As we settled into quarantine during the current pandemic, I was drawn to reread my copy of Albert Camus’ The Plague. The paperback blurb offered a description: “The story takes place in the Algerian port of Oran, where a ravaging epidemic of bubonic plague – which symbolically suggests other spiritual and political plagues – has thrown the city into a harrowing agony.” (Albert Camus, The Plague, Vintage Books, February 1972). The tale unfolds as the plague ravages the quarantined city for months – far deadlier than the coronavirus. A young doctor faces the pestilence throughout its reign of terror, caring for patient after patient – almost all of whom succumb. On the night the plague was declared ended, and the city was reopened, the doctor reflects “… it has no importance whether such things have or have not a meaning; all we need consider is the answer given to men’s [sic] hope … if there is one thing one can always yearn for and sometimes attain, it is human love.” (Camus, p 287)

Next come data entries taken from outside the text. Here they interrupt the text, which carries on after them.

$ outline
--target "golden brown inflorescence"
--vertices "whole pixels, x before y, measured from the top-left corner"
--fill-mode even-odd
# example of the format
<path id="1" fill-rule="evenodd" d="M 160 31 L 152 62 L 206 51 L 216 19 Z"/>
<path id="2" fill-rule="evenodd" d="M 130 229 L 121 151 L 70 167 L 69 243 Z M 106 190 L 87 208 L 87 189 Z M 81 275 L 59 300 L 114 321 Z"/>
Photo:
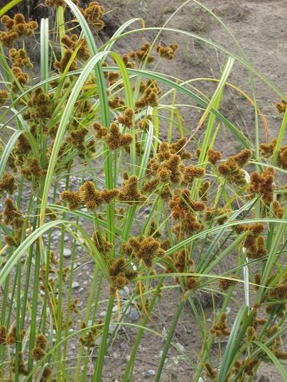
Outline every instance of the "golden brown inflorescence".
<path id="1" fill-rule="evenodd" d="M 4 105 L 9 99 L 9 93 L 7 90 L 0 90 L 0 106 Z"/>
<path id="2" fill-rule="evenodd" d="M 279 114 L 285 113 L 287 109 L 287 102 L 285 99 L 281 99 L 281 102 L 276 102 L 274 106 Z"/>
<path id="3" fill-rule="evenodd" d="M 248 192 L 250 195 L 259 194 L 262 196 L 262 200 L 269 204 L 274 198 L 275 170 L 269 167 L 262 173 L 253 173 L 250 175 L 250 185 Z"/>
<path id="4" fill-rule="evenodd" d="M 97 1 L 92 1 L 85 9 L 81 11 L 87 22 L 96 29 L 102 29 L 104 23 L 102 20 L 104 15 L 104 9 Z"/>
<path id="5" fill-rule="evenodd" d="M 109 273 L 112 279 L 111 294 L 114 294 L 117 290 L 123 289 L 131 279 L 137 275 L 136 271 L 128 266 L 123 257 L 120 257 L 117 260 L 110 260 Z"/>
<path id="6" fill-rule="evenodd" d="M 11 195 L 17 190 L 17 180 L 15 177 L 4 171 L 2 179 L 0 181 L 0 196 L 4 192 Z"/>
<path id="7" fill-rule="evenodd" d="M 260 153 L 264 158 L 273 158 L 275 148 L 277 145 L 277 139 L 272 139 L 270 143 L 261 143 L 259 146 Z M 278 149 L 276 164 L 283 170 L 287 169 L 287 145 L 282 146 Z"/>
<path id="8" fill-rule="evenodd" d="M 218 170 L 222 176 L 237 185 L 246 183 L 245 172 L 242 169 L 251 157 L 250 150 L 243 150 L 239 154 L 231 156 L 224 163 L 219 165 Z"/>
<path id="9" fill-rule="evenodd" d="M 13 18 L 4 15 L 1 18 L 1 23 L 4 26 L 6 32 L 0 32 L 0 41 L 8 48 L 11 48 L 18 38 L 33 36 L 38 28 L 37 21 L 26 22 L 21 13 L 16 13 Z"/>
<path id="10" fill-rule="evenodd" d="M 99 191 L 92 182 L 87 181 L 80 187 L 79 191 L 63 191 L 60 197 L 67 202 L 71 210 L 78 209 L 81 204 L 85 204 L 88 209 L 94 209 L 102 204 L 111 203 L 119 193 L 116 189 Z"/>
<path id="11" fill-rule="evenodd" d="M 124 244 L 124 250 L 129 256 L 143 261 L 148 268 L 152 266 L 155 258 L 163 257 L 166 253 L 161 248 L 160 241 L 152 236 L 131 237 Z"/>
<path id="12" fill-rule="evenodd" d="M 134 111 L 132 109 L 126 109 L 124 113 L 117 118 L 118 122 L 126 129 L 132 129 L 134 126 Z"/>
<path id="13" fill-rule="evenodd" d="M 212 165 L 215 165 L 218 160 L 221 160 L 221 153 L 213 148 L 207 150 L 208 160 Z"/>
<path id="14" fill-rule="evenodd" d="M 139 190 L 139 178 L 136 175 L 124 178 L 119 190 L 119 200 L 129 204 L 141 204 L 147 197 Z"/>

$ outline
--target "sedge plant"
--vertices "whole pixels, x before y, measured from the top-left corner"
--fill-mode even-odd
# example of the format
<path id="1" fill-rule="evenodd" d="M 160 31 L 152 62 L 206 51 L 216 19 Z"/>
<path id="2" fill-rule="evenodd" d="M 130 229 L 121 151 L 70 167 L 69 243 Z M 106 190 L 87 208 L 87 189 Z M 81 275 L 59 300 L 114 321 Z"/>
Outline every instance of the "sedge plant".
<path id="1" fill-rule="evenodd" d="M 19 2 L 0 10 L 1 381 L 106 380 L 104 363 L 121 328 L 136 330 L 117 376 L 124 382 L 135 380 L 147 332 L 163 340 L 155 381 L 172 347 L 188 364 L 188 380 L 252 381 L 268 362 L 286 380 L 282 92 L 195 0 L 162 27 L 129 20 L 104 44 L 97 33 L 107 11 L 97 2 L 82 8 L 77 0 L 45 0 L 47 18 L 40 23 L 14 11 Z M 220 23 L 238 54 L 168 27 L 189 2 Z M 151 41 L 117 52 L 119 40 L 148 31 L 156 33 Z M 176 60 L 180 49 L 161 43 L 165 31 L 226 55 L 221 75 L 203 79 L 215 84 L 211 97 L 200 89 L 202 79 L 183 82 L 157 72 L 158 60 Z M 31 41 L 38 62 L 29 57 Z M 229 80 L 236 61 L 248 70 L 251 96 Z M 254 77 L 281 99 L 275 105 L 281 126 L 271 141 L 262 138 L 268 124 Z M 254 142 L 220 113 L 227 87 L 250 102 Z M 190 112 L 201 111 L 193 131 L 181 115 L 182 95 Z M 240 146 L 232 155 L 216 148 L 224 128 Z M 232 266 L 227 270 L 226 263 Z M 88 293 L 75 297 L 86 266 Z M 155 307 L 171 290 L 178 302 L 163 336 Z M 243 291 L 244 306 L 232 320 L 227 308 L 236 290 Z M 220 296 L 211 323 L 204 295 L 213 301 Z M 185 306 L 200 333 L 197 354 L 173 340 Z M 129 320 L 131 309 L 139 312 L 136 323 Z M 71 343 L 77 344 L 72 356 Z"/>

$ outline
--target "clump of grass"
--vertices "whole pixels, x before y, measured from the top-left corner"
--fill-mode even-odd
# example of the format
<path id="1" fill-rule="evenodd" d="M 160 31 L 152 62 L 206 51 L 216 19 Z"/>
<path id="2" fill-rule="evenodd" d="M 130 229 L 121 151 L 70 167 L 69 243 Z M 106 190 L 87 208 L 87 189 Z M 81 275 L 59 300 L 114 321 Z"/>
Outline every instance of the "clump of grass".
<path id="1" fill-rule="evenodd" d="M 55 24 L 44 18 L 38 28 L 19 13 L 1 19 L 1 378 L 87 381 L 93 348 L 97 357 L 91 381 L 99 381 L 107 349 L 119 324 L 129 327 L 127 312 L 136 304 L 140 312 L 140 322 L 134 324 L 136 338 L 124 375 L 119 376 L 131 381 L 157 300 L 166 297 L 165 280 L 171 280 L 170 288 L 179 298 L 156 381 L 174 345 L 185 304 L 202 336 L 197 354 L 183 352 L 193 370 L 190 378 L 249 381 L 260 364 L 269 361 L 284 376 L 286 273 L 282 259 L 287 212 L 286 186 L 280 179 L 286 168 L 282 144 L 286 101 L 275 104 L 283 116 L 279 116 L 278 138 L 271 142 L 260 143 L 255 93 L 252 101 L 233 87 L 245 94 L 255 111 L 255 143 L 218 111 L 234 60 L 249 69 L 251 83 L 256 75 L 276 97 L 282 97 L 281 92 L 247 61 L 236 40 L 241 57 L 200 36 L 173 30 L 229 56 L 207 102 L 203 93 L 205 98 L 197 96 L 180 79 L 153 71 L 158 60 L 176 60 L 182 48 L 173 41 L 157 43 L 168 28 L 148 28 L 158 32 L 156 39 L 121 56 L 114 44 L 143 31 L 125 32 L 134 21 L 97 46 L 92 31 L 104 28 L 102 5 L 93 1 L 82 9 L 77 0 L 46 0 L 45 5 L 47 12 L 55 7 Z M 67 9 L 72 20 L 66 18 Z M 71 29 L 77 32 L 71 34 Z M 23 48 L 26 38 L 40 41 L 37 80 L 29 52 Z M 194 133 L 182 125 L 180 106 L 175 103 L 180 94 L 190 97 L 191 111 L 198 104 L 202 109 Z M 170 111 L 166 140 L 161 138 L 167 128 L 163 109 Z M 265 119 L 261 121 L 266 129 Z M 196 133 L 205 121 L 199 141 Z M 216 149 L 224 126 L 242 146 L 231 156 Z M 144 209 L 148 213 L 143 219 Z M 64 256 L 67 234 L 71 263 Z M 79 246 L 93 272 L 86 300 L 73 295 Z M 121 301 L 119 291 L 126 285 L 132 292 Z M 243 290 L 244 306 L 232 320 L 226 309 L 235 288 L 238 293 Z M 211 326 L 199 293 L 223 295 L 219 310 L 213 310 Z M 107 301 L 104 321 L 100 300 Z M 154 335 L 161 337 L 155 327 Z M 70 358 L 71 341 L 77 346 Z"/>

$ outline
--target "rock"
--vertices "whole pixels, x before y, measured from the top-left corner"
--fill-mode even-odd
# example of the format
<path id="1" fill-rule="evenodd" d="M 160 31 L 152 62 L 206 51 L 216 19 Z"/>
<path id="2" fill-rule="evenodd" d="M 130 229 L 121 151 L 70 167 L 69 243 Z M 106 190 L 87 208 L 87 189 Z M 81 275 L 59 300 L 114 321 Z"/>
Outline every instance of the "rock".
<path id="1" fill-rule="evenodd" d="M 63 251 L 63 256 L 65 257 L 65 258 L 68 258 L 69 257 L 71 257 L 72 251 L 69 248 L 64 248 L 64 250 Z"/>
<path id="2" fill-rule="evenodd" d="M 77 283 L 77 281 L 73 281 L 72 283 L 72 289 L 77 289 L 78 288 L 80 288 L 79 283 Z"/>
<path id="3" fill-rule="evenodd" d="M 139 315 L 138 310 L 135 307 L 131 308 L 131 312 L 129 313 L 129 317 L 133 321 L 137 321 L 139 318 Z"/>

Compassionate initiative bears fruit—this the essential role for the collective people of church and society. The trek of God’s redemption is an endeavor of love, especially when the journey is long and meandering. Praying that the day of deliverance is today and acting as though it is already here, we are called to press on to the prize no matter how long it takes. (Apostle Paul, Phil 3:14) Southern African Methodist Bishop Ivan Abrahams, now General Secretary of the World Methodist Council, once remarked that after the fall of Apartheid in South Africa, President Nelson Mandela challenged the Church. Mandela said, “We have now won a political revolution and changed the laws of the nation. But the revolution will never be complete until there is change in the hearts of the people – and that is the task of the church.”
Sacrificial love is essential – especially among those who benefit from the way things are. The hearts we have to change are first and foremost our own.
Perhaps the longest journey to God’s justice is the journey-within.
Can it be that we will not fully see the defeat of racism until we expose and address both oppression in our laws and social systems and the racism that lurks within each of us?
The boy who grew up in a segregated city was inspired by the vision of a society free of oppression. It has been a long trek, and it turns out that the changes I hoped I would see out there among us must be made both out there and within.
The triumph of courage, vision, and faith is born of love – not just human love, as Camus said – but of God’s love made flesh in Jesus and in each of our human selves. Love-applied will be a sign of that which is to come. I hope it will be tomorrow, but it may be the next day or the next.
Whatever the case, we all have work to do while we wait.